DAG Hierarchy (2024)

The DAG hierarchy (also known as an object hierarchy) refers to the parent-child relationships of all nodes that make up an object. DAG stands for directed acyclic graph. In essence, the DAG is a breakdown of how an instance of an object is constructed from a piece of geometry.

An object's DAG hierarchy always includes two types of nodes: transforms and shapes.

When you create a polygon sphere, for example, you can see in the Attribute Editor that it includes a shape node and a transform node. The shape node has attributes to define the geometry, while the transform node contains attributes that control the sphere's position, scale, or rotation. The shape node is the child of the transform node.

Note: Compare DAG hierarchy nodes to Dependency Graph (DG) nodes in the Maya API. These are related but different systems, used for different purposes. Unlike DAG nodes, dependency graph nodes can be cyclic, meaning they can pass information both directions.

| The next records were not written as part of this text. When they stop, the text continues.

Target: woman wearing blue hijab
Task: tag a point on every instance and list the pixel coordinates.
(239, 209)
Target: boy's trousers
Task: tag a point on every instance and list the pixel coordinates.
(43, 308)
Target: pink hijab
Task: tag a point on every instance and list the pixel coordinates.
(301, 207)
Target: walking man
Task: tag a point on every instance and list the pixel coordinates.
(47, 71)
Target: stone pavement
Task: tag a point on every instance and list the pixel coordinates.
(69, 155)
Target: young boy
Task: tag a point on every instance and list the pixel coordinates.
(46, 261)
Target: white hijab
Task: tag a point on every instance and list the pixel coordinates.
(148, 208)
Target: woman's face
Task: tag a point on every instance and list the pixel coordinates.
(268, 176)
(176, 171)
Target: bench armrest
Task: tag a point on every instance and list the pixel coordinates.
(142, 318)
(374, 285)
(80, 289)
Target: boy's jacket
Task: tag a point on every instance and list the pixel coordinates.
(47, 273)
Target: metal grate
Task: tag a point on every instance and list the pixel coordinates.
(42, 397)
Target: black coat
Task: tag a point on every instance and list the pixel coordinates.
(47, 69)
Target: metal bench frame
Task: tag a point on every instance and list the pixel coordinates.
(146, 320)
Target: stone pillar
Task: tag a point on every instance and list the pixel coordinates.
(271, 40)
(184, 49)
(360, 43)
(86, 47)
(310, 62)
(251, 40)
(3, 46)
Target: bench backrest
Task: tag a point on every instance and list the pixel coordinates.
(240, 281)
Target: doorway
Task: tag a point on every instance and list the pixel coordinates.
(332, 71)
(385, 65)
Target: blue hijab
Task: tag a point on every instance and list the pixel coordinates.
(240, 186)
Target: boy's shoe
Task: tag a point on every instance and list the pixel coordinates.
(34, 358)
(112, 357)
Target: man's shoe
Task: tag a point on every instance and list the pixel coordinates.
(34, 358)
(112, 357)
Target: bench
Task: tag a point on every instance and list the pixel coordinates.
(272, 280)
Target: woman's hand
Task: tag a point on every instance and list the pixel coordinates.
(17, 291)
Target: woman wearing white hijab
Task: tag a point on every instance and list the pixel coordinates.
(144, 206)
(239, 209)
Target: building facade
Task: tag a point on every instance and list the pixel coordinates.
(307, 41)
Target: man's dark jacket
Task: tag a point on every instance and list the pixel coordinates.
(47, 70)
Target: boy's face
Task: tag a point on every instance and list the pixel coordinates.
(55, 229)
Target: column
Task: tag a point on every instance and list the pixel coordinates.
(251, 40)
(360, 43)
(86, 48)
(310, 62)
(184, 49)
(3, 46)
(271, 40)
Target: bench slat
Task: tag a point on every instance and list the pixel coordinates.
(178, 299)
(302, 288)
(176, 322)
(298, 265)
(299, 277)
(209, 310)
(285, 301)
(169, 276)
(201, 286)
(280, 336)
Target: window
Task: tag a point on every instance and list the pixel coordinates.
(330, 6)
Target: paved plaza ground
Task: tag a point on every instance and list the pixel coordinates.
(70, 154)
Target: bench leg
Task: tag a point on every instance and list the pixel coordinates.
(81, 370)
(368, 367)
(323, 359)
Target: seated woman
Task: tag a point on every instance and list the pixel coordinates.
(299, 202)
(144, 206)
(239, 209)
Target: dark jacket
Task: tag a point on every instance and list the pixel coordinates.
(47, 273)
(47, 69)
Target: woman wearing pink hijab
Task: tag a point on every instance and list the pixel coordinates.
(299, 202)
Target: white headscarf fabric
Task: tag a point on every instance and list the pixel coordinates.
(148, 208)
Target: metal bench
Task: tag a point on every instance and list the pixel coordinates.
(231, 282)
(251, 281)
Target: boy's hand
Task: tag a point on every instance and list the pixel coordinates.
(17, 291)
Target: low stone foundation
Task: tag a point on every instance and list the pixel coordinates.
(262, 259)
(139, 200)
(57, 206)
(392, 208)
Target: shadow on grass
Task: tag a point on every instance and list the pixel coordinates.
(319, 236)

You can also view the DAG information in hierarchy form in the Hypergraph window.

DAG Hierarchy (1)

Transform nodes
Transform nodes contain transformation information (translation, rotation, scale) as well as parenting information. Transform nodes can have multiple child nodes grouped underneath them. Node grouping allows the same shape to be shared among multiple DAG paths. (A DAG Path represents the hierarchical links between nodes, defining the direction from the beginning of the hierarchy down to the furthest node).

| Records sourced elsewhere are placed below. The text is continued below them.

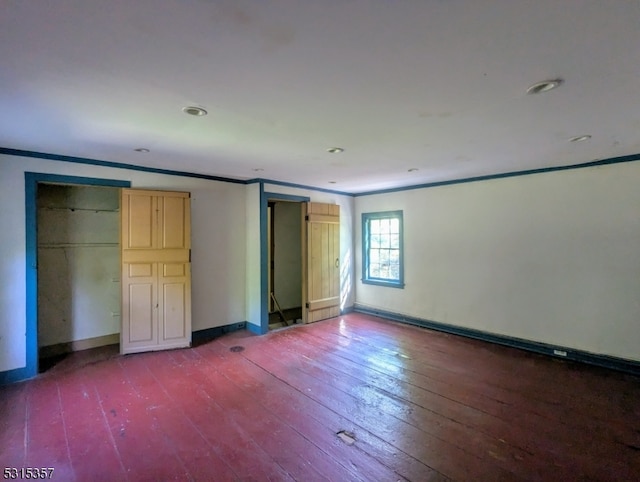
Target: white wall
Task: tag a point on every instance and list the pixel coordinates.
(252, 196)
(218, 245)
(551, 257)
(287, 238)
(346, 233)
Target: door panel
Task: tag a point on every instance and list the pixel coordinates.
(175, 223)
(176, 312)
(323, 265)
(156, 276)
(139, 212)
(141, 309)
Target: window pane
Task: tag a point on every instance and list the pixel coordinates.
(375, 241)
(385, 241)
(395, 241)
(381, 248)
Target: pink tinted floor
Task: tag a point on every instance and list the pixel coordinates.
(413, 405)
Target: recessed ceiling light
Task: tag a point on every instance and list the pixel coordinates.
(544, 86)
(193, 110)
(580, 138)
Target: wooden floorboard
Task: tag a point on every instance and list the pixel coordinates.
(414, 404)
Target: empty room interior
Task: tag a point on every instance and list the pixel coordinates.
(284, 240)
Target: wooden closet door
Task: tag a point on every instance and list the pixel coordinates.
(156, 270)
(322, 261)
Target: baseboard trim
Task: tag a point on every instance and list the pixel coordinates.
(207, 334)
(556, 351)
(13, 376)
(347, 310)
(78, 345)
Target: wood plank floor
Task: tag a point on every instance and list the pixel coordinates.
(412, 404)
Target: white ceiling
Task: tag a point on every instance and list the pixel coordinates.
(437, 85)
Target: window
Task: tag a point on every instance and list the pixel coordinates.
(382, 256)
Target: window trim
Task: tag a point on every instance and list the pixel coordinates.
(366, 217)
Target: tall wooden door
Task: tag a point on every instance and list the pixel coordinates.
(322, 262)
(156, 270)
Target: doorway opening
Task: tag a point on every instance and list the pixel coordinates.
(51, 239)
(284, 234)
(78, 242)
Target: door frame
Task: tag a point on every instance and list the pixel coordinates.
(265, 197)
(31, 181)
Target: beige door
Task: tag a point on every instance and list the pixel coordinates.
(322, 283)
(156, 270)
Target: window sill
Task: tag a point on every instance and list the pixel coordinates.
(388, 284)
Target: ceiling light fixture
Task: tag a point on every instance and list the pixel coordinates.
(544, 86)
(193, 110)
(580, 138)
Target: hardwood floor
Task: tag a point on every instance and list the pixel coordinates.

For example, if you model a hand and you want to apply a single transformation to rotate the palm and fingers (rather than rotating each individually), you can use a common parent transformation node for the palm and fingers.

DAG Hierarchy (2)

Shape nodes
Shape nodes describe the geometry and contain no parenting or transformation information. Geometry cannot be below a transform node. This means that any piece of geometry requires two DAG nodes above it, a shape node immediately above it, and a transform node above the shape node.

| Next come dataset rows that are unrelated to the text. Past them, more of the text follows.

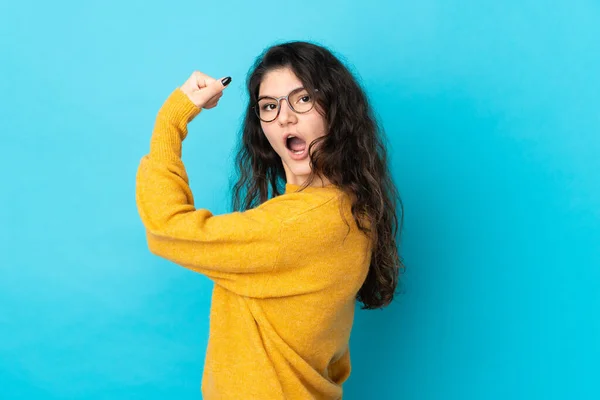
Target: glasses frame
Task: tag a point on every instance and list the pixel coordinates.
(278, 100)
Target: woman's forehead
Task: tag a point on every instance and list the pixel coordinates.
(278, 82)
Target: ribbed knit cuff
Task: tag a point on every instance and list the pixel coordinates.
(170, 128)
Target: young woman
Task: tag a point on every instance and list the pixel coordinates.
(313, 229)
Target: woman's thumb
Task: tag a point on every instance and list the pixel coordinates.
(214, 89)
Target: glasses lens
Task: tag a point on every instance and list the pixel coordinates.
(267, 109)
(301, 101)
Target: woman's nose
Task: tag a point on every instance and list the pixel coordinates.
(285, 113)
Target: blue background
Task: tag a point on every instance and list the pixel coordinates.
(492, 110)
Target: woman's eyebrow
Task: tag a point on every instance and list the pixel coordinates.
(260, 97)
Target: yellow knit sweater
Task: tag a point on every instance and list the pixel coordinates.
(286, 274)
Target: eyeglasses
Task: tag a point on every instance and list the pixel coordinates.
(299, 100)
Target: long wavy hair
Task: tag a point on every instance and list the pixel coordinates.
(351, 155)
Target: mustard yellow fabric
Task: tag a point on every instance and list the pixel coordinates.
(286, 274)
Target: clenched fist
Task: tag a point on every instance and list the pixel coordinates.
(203, 90)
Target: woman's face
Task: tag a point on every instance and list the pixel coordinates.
(307, 126)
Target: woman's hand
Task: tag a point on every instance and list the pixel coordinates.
(203, 90)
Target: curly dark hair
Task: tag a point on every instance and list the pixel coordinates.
(352, 156)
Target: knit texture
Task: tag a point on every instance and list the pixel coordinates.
(286, 274)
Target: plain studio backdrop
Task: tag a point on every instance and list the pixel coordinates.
(492, 113)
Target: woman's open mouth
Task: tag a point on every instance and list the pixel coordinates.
(297, 148)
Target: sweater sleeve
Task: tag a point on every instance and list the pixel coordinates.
(236, 250)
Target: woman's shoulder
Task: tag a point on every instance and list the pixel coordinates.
(319, 205)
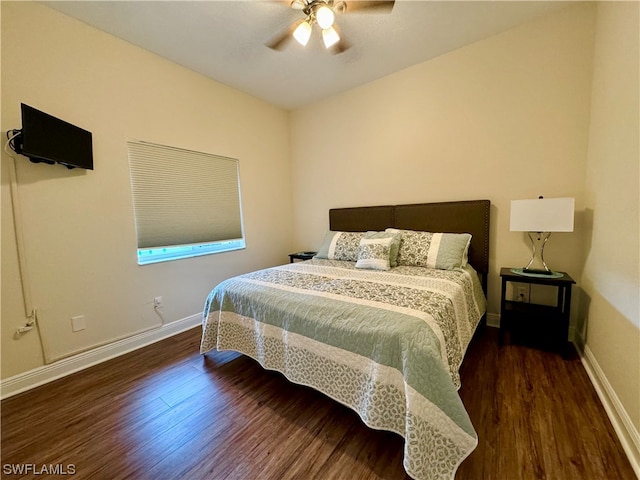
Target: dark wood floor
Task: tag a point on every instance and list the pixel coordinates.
(166, 412)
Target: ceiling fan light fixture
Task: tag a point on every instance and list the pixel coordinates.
(302, 33)
(325, 17)
(330, 37)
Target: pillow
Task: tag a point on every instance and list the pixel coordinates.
(374, 253)
(395, 244)
(340, 246)
(444, 251)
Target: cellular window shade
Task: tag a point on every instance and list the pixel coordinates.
(183, 197)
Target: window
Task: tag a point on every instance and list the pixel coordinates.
(185, 203)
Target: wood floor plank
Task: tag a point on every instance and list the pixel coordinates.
(168, 412)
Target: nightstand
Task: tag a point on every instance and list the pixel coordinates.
(301, 256)
(541, 326)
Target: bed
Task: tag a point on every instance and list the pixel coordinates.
(378, 321)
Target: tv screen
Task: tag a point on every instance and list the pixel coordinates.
(48, 139)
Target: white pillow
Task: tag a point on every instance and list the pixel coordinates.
(374, 253)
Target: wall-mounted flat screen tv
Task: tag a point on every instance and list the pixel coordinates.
(48, 139)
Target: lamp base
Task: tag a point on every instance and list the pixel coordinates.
(542, 274)
(537, 271)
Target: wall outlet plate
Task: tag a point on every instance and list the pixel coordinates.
(78, 323)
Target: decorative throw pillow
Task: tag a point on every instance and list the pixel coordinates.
(395, 244)
(340, 246)
(374, 253)
(444, 251)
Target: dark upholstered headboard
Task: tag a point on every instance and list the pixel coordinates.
(471, 216)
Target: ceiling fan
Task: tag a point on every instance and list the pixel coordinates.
(322, 13)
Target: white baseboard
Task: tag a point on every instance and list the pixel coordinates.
(61, 368)
(626, 432)
(624, 428)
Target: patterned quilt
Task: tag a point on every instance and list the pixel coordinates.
(387, 344)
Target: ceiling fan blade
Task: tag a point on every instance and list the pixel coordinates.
(365, 6)
(279, 42)
(341, 45)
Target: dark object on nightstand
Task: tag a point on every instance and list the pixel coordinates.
(301, 256)
(541, 326)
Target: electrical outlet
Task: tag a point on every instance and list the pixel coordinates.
(77, 323)
(522, 294)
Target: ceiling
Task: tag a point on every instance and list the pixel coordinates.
(224, 40)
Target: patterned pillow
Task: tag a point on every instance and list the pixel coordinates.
(374, 253)
(340, 246)
(444, 251)
(395, 244)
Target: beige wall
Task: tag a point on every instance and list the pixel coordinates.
(78, 225)
(507, 117)
(504, 118)
(611, 278)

You can also see the DAG hierarchy at work when you open the Outliner window and select DAG Objects Only

DAG Hierarchy (3)

Parent topic: Nodes and attributes

DAG Hierarchy (2024)
Top Articles
Latest Posts
Article information

Author: Lidia Grady

Last Updated:

Views: 5435

Rating: 4.4 / 5 (65 voted)

Reviews: 88% of readers found this page helpful

Author information

Name: Lidia Grady

Birthday: 1992-01-22

Address: Suite 493 356 Dale Fall, New Wanda, RI 52485

Phone: +29914464387516

Job: Customer Engineer

Hobby: Cryptography, Writing, Dowsing, Stand-up comedy, Calligraphy, Web surfing, Ghost hunting

Introduction: My name is Lidia Grady, I am a thankful, fine, glamorous, lucky, lively, pleasant, shiny person who loves writing and wants to share my knowledge and understanding with you.